Todo ese personal procedió de inmediato a ayudar a los familiares a desarmar las casitas y a cargar con los enseres del hogar de cada una de las familias habitantes del amenazado sector.

El teniente Coronel Rivas Pérez destacó que aún quedan en Managua un total de 68 puntos críticos en diferentes distritos y advirtió que los dos más peligrosos del distrito cuatro son el de la loma de Chico Pelón y precisamente el del anexo a la colonia Pedro Joaquín Chamorro.

Anteriormente se negaron a abandonar el sitio

Reina Isabel Quiñones, quien habitaba en ese rincón a las orillas del lago de Managua, dijo que “ya anteriormente el gobierno había querido llevarles a otro sitio que estaba siendo preparado, pero nosotros no quisimos y ahora lo estamos haciendo obligados por el lago que se está comiendo la tierra haciendo peligrar nuestras casitas”.

La compañera Quiñones expresó “mi familia estaba en riesgo donde estábamos por las crecidas del lago y con los vientos que nos escapaban de votar las casitas, ahora estamos súper mejor, más cómodos, más seguros y doy gracias a Dios por esta bendición, también a nuestro presidente Daniel Ortega y a la compañera Rosario Murillo que nos ayudaron como personas pobres que somos”.

Entre tanto, Rosa María Calero manifestó “lo que dejé atrás no me gustaba, ahora lo que tengo en el presente es lo mejor, no me sentía bien estando ahí, primero por los riesgos de mis niños porque donde estaba era muy peligroso con el deslave de la tierra y ahora voy a estar más tranquila y estaré viviendo en una casa digna”.

La tierra estaba cediendo ante la fuerza del lago

El lago se llenaba y pegaba con el paredón, socavaba la tierra donde estaba asentada mi casa y requeríamos seguridad. Mis niños peligraban, pero ahora tenemos un nuevo hogar con mejores condiciones”, explicó la compañera Calero.

Con una historia similar, Sujei Tapia González dice que estuvo viviendo por casi 30 años en el sitio del cual ahora está saliendo. “Ahora tengo que salir porque la playa nos está amenazando, las olas del lago nos van quitando terreno del pedacito donde habitamos y ya han comenzando a derrumbarse partes del paredón, lo cual es un peligro para nuestras familias”, dice la compañera González.

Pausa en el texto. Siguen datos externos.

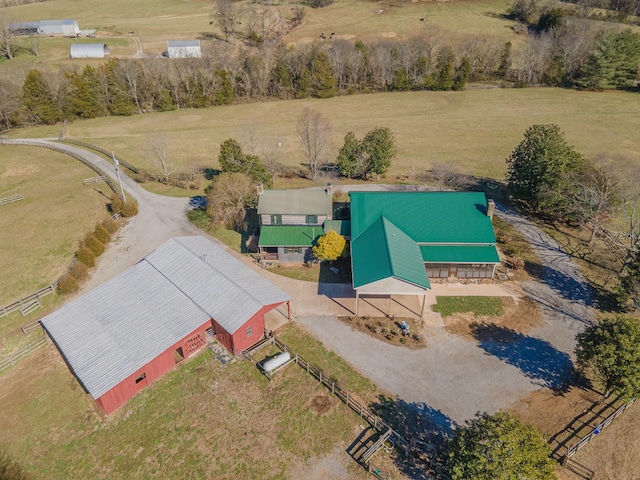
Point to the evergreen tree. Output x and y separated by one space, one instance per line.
462 75
380 146
444 78
350 157
323 82
224 93
86 94
613 63
538 163
38 99
610 349
499 447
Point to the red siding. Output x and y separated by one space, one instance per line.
156 368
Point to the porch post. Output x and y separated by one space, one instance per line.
356 303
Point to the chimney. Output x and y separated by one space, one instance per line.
329 189
491 206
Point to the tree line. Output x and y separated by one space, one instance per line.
576 52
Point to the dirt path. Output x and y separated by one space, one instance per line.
159 219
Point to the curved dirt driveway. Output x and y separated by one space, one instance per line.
449 381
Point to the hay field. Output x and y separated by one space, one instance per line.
474 130
40 234
153 23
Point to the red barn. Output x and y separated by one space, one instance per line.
127 333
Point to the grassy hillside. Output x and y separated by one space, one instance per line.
41 233
120 24
473 130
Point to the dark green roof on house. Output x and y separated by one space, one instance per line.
394 233
459 254
289 236
383 251
426 217
341 227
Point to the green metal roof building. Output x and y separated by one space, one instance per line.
401 239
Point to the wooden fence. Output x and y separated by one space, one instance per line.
18 355
374 420
77 156
104 152
33 299
13 198
573 449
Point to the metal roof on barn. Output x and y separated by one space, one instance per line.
384 251
427 217
294 202
88 50
111 332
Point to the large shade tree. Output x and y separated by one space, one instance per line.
609 349
539 163
498 447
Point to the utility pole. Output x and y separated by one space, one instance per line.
116 163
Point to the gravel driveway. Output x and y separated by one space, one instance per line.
450 380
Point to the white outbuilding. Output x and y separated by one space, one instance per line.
88 50
59 27
184 49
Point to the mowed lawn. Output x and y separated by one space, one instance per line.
202 420
473 131
40 234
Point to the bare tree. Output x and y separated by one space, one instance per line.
161 160
271 159
228 199
7 41
313 131
445 176
227 15
250 136
35 44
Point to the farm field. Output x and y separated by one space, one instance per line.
473 131
202 420
41 233
153 24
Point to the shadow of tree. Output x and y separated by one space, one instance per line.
426 428
536 358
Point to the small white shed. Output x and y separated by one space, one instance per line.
59 27
88 50
184 49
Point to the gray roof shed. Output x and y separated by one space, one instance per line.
184 48
59 27
88 50
294 202
112 331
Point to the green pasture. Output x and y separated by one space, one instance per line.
490 306
153 23
202 420
473 131
41 233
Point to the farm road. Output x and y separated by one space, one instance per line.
159 219
448 381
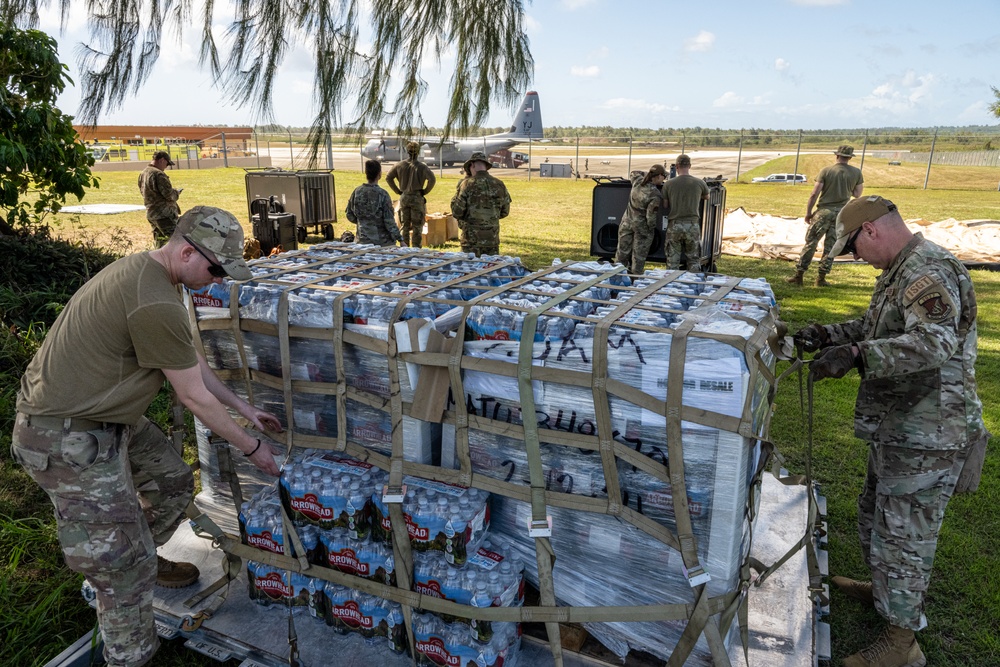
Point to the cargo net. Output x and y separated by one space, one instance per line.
616 424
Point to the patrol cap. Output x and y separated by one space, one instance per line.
480 157
163 155
217 232
856 213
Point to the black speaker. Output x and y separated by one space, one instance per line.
609 201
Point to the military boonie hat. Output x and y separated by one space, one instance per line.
856 213
218 232
480 157
163 155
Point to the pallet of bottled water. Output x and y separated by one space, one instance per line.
577 367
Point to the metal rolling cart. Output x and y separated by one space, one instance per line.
308 195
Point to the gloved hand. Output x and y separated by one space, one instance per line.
812 337
833 362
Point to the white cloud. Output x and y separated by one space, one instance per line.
703 41
586 72
631 104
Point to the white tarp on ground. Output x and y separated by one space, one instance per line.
102 209
779 237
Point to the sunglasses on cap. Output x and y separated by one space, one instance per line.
214 269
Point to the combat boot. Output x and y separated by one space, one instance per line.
895 647
175 575
859 590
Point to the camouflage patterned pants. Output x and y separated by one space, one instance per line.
823 227
633 245
412 210
899 516
683 241
480 238
107 534
163 229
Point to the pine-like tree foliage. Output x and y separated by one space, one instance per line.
493 61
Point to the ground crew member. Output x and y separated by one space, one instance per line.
160 197
478 205
118 485
684 194
371 209
834 188
639 221
412 180
917 407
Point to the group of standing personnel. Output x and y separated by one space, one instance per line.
682 194
480 201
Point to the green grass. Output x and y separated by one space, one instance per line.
551 218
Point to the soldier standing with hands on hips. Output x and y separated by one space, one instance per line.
917 408
478 206
118 485
412 180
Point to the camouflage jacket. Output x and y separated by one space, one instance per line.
917 347
643 206
158 194
481 198
371 208
410 177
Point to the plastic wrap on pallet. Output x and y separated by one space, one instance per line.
602 561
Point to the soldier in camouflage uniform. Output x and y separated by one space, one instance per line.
118 485
160 198
412 180
478 205
834 188
917 407
371 209
684 194
638 224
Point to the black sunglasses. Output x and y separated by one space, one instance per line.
214 269
849 246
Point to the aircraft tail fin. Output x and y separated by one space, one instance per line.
528 121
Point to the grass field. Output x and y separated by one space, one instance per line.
41 610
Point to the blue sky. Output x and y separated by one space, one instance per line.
784 64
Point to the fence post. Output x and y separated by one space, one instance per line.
798 149
864 147
739 157
577 157
629 169
930 158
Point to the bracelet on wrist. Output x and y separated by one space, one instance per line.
249 454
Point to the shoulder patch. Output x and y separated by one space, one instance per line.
936 304
917 287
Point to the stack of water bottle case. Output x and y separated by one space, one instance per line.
406 376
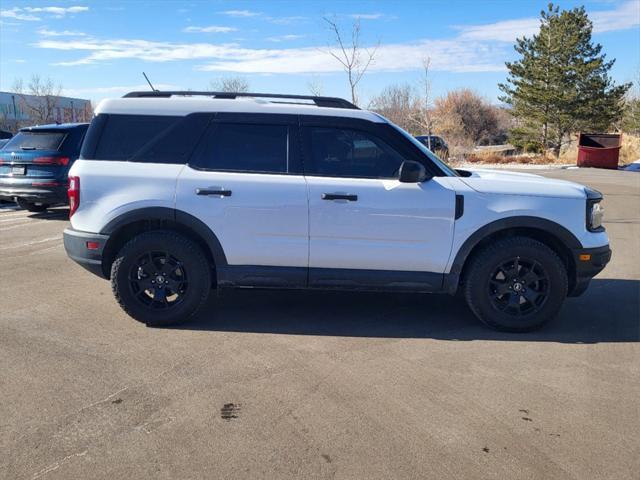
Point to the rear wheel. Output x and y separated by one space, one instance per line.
160 278
515 284
31 206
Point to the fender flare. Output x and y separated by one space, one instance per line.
548 226
177 216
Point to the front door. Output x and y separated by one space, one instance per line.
366 229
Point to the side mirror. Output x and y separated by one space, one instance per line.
413 172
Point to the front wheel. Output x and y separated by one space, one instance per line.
160 278
515 284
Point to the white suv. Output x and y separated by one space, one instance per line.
176 193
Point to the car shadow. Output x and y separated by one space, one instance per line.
60 213
608 312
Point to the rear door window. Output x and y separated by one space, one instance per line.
36 141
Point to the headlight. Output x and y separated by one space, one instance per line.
595 212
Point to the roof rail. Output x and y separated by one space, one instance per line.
334 102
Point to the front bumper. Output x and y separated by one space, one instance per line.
589 262
77 243
43 193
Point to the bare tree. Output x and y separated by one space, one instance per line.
39 97
230 84
466 118
354 58
399 104
424 117
316 87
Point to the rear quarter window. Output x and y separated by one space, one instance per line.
36 141
144 138
122 136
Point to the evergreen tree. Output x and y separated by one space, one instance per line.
561 83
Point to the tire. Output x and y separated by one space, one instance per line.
32 207
161 257
515 284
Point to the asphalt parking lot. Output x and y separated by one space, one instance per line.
315 385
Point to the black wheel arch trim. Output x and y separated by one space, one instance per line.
173 215
548 226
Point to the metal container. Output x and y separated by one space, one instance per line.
599 150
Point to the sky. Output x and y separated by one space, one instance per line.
99 49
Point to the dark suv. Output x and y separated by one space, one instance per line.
34 165
436 144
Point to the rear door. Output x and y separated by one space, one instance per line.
366 228
245 182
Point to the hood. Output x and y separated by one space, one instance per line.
512 183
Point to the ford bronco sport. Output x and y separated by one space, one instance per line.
177 193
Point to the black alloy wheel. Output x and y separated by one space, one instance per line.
519 286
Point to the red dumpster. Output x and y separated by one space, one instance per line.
599 150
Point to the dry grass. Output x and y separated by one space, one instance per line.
630 152
496 159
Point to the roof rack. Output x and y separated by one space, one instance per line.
278 98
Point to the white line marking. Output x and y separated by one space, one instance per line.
27 244
45 250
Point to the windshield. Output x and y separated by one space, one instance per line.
434 158
35 141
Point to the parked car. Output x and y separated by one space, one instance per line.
34 165
176 193
436 144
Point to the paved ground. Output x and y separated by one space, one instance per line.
273 385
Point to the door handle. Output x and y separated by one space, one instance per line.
220 192
340 196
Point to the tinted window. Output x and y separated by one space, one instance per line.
36 141
123 136
350 153
176 143
243 147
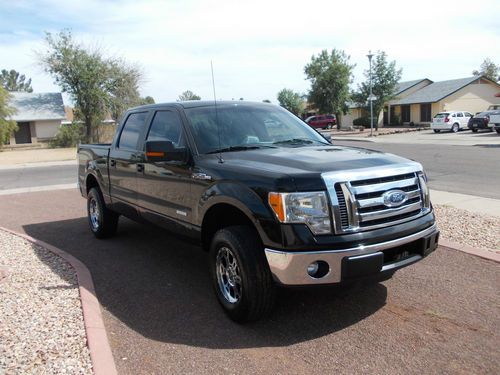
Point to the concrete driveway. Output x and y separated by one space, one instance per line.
462 138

Añadió que hasta ayer no podían dormir tranquilos porque el nivel del lago podía subir repentinamente y eso está ocurriendo ahora al llegar nuevamente el invierno, lo cual hace que el sitio donde viven sea ahora más inseguro.

Por su parte María Gallegos manifestó “estamos siendo trasladados porque tenemos problemas, estamos rodeados por la izquierda y por la derecha por el lago y por el cauce, por lo tanto me siento contenta porque estoy saliendo del peligro en que vivíamos y le agradezco mucho al señor presidente, a la compañera Rosario”.